Fade grabbed me by the arm. “You need to finish this, Cassius. I’ve seen what your father has planned for the galaxy. What he’s done to those people. His own—”
“Yes, I know,” I said, staring at him. “He’ll pay for his crimes, I promise you.”
“Not that,” Fade whispered. “He’s not responsible.”
“What?” I stared at him.
“He’s a puppet,” F
ade said. “The Elder Races can—”
Isla pulled out a hydro-spray and injected it into the side of his neck. Apparently, the guards had done a thoroughly awful job checking her for items. Fade managed to make out a few syllables before he passed into unconsciousness but looked up at her with a betrayed look on his face.
“Now can we go?” Isla begged.
I nodded and climbed onboard my kinetibike. “Yes. One less objection to blowing this planet straight to hell has been removed.”
I took off seconds later, holding the safety field in the bike kept Fade from flying off. Isla followed close behind as I could hear more kinetibikes in the distance. We weren’t that far from the Temple of the Kathax Prime now and I wondered if I should just set down the bomb and let it detonate. It probably didn’t matter if it was nearby or directly in the temple. That was a ridiculous thought, though, brought about by grief.

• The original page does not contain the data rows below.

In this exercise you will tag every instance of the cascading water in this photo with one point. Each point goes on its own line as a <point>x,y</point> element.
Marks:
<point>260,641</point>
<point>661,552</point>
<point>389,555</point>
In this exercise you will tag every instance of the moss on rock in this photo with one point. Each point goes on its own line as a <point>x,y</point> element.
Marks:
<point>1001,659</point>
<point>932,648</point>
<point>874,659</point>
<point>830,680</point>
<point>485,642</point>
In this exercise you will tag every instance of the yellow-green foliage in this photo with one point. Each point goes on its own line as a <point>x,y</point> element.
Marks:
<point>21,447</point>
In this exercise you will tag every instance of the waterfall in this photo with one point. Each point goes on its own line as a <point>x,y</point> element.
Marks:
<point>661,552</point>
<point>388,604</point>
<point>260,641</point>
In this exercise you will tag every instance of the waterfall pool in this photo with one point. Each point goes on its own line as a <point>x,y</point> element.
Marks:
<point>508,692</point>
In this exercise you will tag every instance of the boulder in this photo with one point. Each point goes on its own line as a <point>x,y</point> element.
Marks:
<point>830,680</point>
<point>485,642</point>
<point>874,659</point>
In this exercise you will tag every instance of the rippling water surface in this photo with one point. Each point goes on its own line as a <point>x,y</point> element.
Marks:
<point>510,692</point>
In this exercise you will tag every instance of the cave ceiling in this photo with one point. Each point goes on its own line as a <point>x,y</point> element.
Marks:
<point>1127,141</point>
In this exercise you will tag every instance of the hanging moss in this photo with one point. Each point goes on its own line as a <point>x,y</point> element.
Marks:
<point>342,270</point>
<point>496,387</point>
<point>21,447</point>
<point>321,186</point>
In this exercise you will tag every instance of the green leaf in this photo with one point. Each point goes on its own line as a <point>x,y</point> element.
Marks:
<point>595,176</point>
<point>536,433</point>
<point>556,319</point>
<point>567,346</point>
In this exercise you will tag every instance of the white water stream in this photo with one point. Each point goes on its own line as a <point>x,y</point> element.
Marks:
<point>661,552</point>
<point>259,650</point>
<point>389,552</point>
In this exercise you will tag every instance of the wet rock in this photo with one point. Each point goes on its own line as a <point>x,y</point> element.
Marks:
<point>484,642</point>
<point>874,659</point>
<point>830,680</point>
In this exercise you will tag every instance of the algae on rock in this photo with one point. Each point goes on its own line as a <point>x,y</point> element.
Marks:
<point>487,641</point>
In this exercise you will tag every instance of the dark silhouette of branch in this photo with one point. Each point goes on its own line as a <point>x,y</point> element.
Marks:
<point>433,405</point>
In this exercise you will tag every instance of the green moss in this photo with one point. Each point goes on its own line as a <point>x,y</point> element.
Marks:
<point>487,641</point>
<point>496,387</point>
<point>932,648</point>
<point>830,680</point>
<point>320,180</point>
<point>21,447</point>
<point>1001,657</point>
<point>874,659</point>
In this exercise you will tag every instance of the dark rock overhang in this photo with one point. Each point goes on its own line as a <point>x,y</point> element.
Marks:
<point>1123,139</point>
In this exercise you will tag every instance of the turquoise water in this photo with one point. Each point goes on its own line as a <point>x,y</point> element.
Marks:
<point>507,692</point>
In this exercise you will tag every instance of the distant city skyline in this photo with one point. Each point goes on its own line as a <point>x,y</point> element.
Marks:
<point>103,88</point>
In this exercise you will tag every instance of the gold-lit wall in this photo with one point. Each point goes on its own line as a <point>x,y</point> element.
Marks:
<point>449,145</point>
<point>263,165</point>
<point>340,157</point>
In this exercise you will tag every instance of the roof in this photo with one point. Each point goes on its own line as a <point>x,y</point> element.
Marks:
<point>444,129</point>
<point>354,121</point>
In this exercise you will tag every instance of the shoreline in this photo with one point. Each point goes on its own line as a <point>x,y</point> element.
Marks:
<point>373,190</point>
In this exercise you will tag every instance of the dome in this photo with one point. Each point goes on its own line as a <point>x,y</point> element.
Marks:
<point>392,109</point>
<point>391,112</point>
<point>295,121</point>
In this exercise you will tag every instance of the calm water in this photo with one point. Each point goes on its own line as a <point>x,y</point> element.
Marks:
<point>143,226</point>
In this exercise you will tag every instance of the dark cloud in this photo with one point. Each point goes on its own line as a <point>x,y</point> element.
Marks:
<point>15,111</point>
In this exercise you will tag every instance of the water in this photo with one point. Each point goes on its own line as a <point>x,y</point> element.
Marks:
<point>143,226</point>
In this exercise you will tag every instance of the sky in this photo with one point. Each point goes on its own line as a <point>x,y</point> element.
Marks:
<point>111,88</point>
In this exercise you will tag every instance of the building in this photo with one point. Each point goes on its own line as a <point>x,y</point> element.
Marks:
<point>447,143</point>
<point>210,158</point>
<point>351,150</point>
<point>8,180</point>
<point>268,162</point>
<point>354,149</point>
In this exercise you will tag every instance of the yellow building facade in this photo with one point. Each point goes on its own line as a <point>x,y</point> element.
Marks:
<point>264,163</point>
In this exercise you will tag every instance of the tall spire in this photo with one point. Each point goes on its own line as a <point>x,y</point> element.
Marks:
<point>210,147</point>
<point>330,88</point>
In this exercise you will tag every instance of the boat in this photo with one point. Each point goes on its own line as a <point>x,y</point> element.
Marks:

While I might be willing to die killing the THING that had turned my father into a mass murderer just as it had done Zoe, I wasn’t inclined to sacrifice any of my crew or friends. That, more than anything, signaled the old Cassius was dead. The Fire Count had given up far too many friends and loved ones for glory to be forgiven. As soon as I thought that, I felt even more hypocritical because what was this whole mission except one grandiose risk of my loved ones to achieve a bit of glory? I’d attempted to achieve redemption by repeating my sin. I swore, in that moment, I heard Judith laughing in my head, but it wasn’t quite her voice.
“Dammit, of course,” I muttered, figuring out how I’d been played. There was no time to think about it now since I heard another starfighter in the air above.
Engels might not be designed for use in atmosphere, but they could be modified for them and this one clearly had. It fired a number of shots in my general direction, ones I predicted enough that the explosions of dust and ground didn’t kill me immediately. Still, there was no way to stop the attack, only stay out of its way and there was no way to do that if the pilot decided to fire a pair of fusion torpedoes.
That was when the Engel turned around and went back toward the base we’d just fled from.